MUSCATATUCK URBAN TRAINING CENTER, Ind. –
Soldiers of the 526th Engineer Construction Company based out of Fort Stewart, Georgia, faced one of the American people’s worst fears, a nuclear explosion on home soil.
This is exactly what the Dog Faced Soldiers faced during exercise Guardian Response 22, hosted by the Army Reserve's 78th Training Division, held at the Muscatatuck Urban Training Center in Indiana. The multicomponent homeland emergency exercise is designed to boost capabilities, hone their skills at urban search and rescue, and improve readiness of the Army units assigned to the Department of Defense’s Chemical, Biological, Radiological and Nuclear Response Enterprise, commonly called DCRF.
“Allowing all of us to work together and share what’s in our tool kits allows us to all work together on the same page and understand the assets the military offers,” said Lee Given, an observer, controller and trainer. “This allows us to understand how things work and operate as a whole whether you're wearing green or local firefighters.”
The engineers company was one of 15 units that combined to face the exercise that presented all the units with a simulated nuclear explosion within a major city in Pennsylvania. In the scenario millions of lives were lost in the initial blast, thousands were injured and many more are missing or trapped in collapsed buildings and transportation hubs.
Wearing full body, protective chemical suits made of thick plastic, the Soldiers rotated through the various scenes to breach obstacles of wood and concrete to reach and retrieve the injured. The work is tedious and physically strenuous for the Soldiers.
“They are on a 45 minute, 15 minute work and rest cycle,” said Sgt. 1st Class Daniel Gibson, operations sergeant for the 526 ECC. “The temperature outside is 60 degreed but closer to 101 degrees inside their suits. It's tough work.”
Battling against time to save lives, the Soldiers worked through long hours of hauling equipment to their needed locations and employing them.
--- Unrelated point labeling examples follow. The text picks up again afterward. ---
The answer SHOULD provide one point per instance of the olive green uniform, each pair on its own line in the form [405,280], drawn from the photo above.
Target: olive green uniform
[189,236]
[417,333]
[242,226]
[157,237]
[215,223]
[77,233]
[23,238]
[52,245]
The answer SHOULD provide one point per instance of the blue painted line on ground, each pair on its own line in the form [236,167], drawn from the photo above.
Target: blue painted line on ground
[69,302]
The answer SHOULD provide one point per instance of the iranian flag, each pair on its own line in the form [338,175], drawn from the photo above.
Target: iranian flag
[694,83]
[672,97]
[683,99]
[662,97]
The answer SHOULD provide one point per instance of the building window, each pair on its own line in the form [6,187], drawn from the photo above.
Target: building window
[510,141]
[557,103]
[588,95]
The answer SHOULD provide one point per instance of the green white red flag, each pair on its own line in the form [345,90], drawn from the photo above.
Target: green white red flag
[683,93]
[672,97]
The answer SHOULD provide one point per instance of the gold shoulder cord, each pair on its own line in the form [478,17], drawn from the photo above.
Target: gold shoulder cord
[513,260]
Chain saws, steel pry bars, blocks of wood, generators, and hydraulic spreaders commonly called jaws of life were among the equipment used throughout the mission.
“It’s pretty tough,” Gibbons said. “They are constantly hydrating and resting so they’re performance is outstanding. We can’t rescue if we are hurting ourselves.”
The exercise has had the engineers and other units working around the clock for six days to evaluate their performance to successfully meet their mission requirements. Each step of the way is overseen by the observer, controller, trainers and senior U.S. Army North leaders.
According to Maj. Gen. Jeffrey Van, the commanding general of the Joint Task Force-Civil Command that oversees DCRF, the importance of the exercise is to ensure the next units assigned to the no notice response force are prepared to respond as needed to any kind of chemical, biological, radiological or nuclear attack on U.S. soil.
“These are skills we hope to never have to use,” Van said. “But, we are ready if it does. Inside 24 hours, we are ready to save lives.”